Unidimensional Total variation (TV) Benchmark

This benchmark is dedicated to solver of TV-1D regularised regression problem:

$$\boldsymbol{u} \in \underset{\boldsymbol{u} \in \mathbb{R}^{p}}{\mathrm{argmin}} f(\boldsymbol{y}, A \boldsymbol{u}) + g(D\boldsymbol{u})$$

• $\boldsymbol{y} \in \mathbb{R}^{n}$ is a vector of observations or targets.
• $A \in \mathbb{R}^{n \times p}$ is a design matrix or forward operator.
• $\lambda > 0$ is a regularization hyperparameter.
• $f(\boldsymbol{y}, A\boldsymbol{u}) = \sum\limits_{k} l(y_{k}, (A\boldsymbol{u})_{k})$ is a loss function, where $l$ can be quadratic loss as $l(y, x) = \frac{1}{2} \vert y - x \vert_2^2$, or Huber loss as $l(y, x) = h_{\delta} (y - x)$ defined by

$$ h_{\delta}(t) = \begin{cases} \frac{1}{2} t^2 & \mathrm{ if } \vert t \vert \le \delta \\ \delta \vert t \vert - \frac{1}{2} \delta^2 & \mathrm{ otherwise} \end{cases} $$

• $D \in \mathbb{R}^{(p-1) \times p}$ is a finite difference operator, such that the regularised TV-1D term $g(D\boldsymbol{u}) = \lambda \| \boldsymbol{u} \|_{TV}$ expressed as follows.

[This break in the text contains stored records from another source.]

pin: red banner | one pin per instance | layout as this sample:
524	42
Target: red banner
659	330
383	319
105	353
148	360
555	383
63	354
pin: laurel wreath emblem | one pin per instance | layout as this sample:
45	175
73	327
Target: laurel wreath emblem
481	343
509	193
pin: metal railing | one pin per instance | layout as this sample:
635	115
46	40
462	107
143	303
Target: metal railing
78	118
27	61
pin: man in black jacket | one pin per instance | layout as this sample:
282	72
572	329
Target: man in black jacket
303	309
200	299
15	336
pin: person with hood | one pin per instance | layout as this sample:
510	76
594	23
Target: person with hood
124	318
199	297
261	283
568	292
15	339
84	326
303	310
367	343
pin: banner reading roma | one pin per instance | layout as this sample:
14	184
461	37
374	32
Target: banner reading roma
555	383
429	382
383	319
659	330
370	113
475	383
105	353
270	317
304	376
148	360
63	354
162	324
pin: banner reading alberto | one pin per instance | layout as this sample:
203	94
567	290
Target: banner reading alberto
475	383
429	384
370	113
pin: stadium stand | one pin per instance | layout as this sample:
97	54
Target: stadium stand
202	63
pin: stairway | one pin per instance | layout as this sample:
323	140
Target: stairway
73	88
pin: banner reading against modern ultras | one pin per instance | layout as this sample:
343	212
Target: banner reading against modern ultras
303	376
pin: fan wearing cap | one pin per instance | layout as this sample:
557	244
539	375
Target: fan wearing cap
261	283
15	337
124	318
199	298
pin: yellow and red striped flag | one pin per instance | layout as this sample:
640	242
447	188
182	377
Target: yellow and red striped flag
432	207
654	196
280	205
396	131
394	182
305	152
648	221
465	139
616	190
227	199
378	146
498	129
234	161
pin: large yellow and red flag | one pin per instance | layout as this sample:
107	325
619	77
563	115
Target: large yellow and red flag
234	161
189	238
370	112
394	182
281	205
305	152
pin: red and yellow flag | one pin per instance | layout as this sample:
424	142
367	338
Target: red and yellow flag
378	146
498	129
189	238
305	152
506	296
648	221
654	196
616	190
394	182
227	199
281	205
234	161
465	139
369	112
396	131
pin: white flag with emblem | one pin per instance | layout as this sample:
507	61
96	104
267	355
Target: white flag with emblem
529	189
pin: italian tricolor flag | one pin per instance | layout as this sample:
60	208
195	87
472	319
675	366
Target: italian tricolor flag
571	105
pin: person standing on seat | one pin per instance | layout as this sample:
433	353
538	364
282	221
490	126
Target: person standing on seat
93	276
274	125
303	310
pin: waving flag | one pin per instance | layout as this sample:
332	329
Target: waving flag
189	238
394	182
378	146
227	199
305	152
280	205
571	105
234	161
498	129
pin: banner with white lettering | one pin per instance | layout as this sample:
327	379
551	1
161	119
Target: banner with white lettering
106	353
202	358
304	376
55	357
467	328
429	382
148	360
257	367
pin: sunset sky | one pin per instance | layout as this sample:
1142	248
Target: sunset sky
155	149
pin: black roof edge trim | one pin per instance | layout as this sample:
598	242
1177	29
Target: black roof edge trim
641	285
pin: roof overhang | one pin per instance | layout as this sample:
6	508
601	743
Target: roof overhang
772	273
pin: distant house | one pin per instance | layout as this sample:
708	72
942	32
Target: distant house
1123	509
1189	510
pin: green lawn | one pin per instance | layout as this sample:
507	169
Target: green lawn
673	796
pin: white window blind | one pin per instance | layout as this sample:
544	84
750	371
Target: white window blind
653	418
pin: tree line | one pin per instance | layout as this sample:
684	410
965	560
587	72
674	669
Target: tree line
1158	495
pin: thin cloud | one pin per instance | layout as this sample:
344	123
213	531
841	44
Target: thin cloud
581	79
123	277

$$g(D\boldsymbol{u}) = \lambda \| D \boldsymbol{u} \|_{1} = \lambda \sum\limits_{k = 1}^{p-1} \vert u_{k+1} - u_{k} \vert $$

where n (or n_samples) stands for the number of samples, p (or n_features) stands for the number of features.

Install

This benchmark can be run using the following commands:

$ pip install -U benchopt
$ git clone https://github.com/benchopt/benchmark_tv_1d
$ benchopt run benchmark_tv_1d

Apart from the problem, options can be passed to benchopt run, to restrict the benchmarks to some solvers or datasets, e.g.:

$ benchopt run benchmark_tv_1d --config benchmark_tv_1d/example_config.yml

Use benchopt run -h for more details about these options, or visit https://benchopt.github.io/api.html.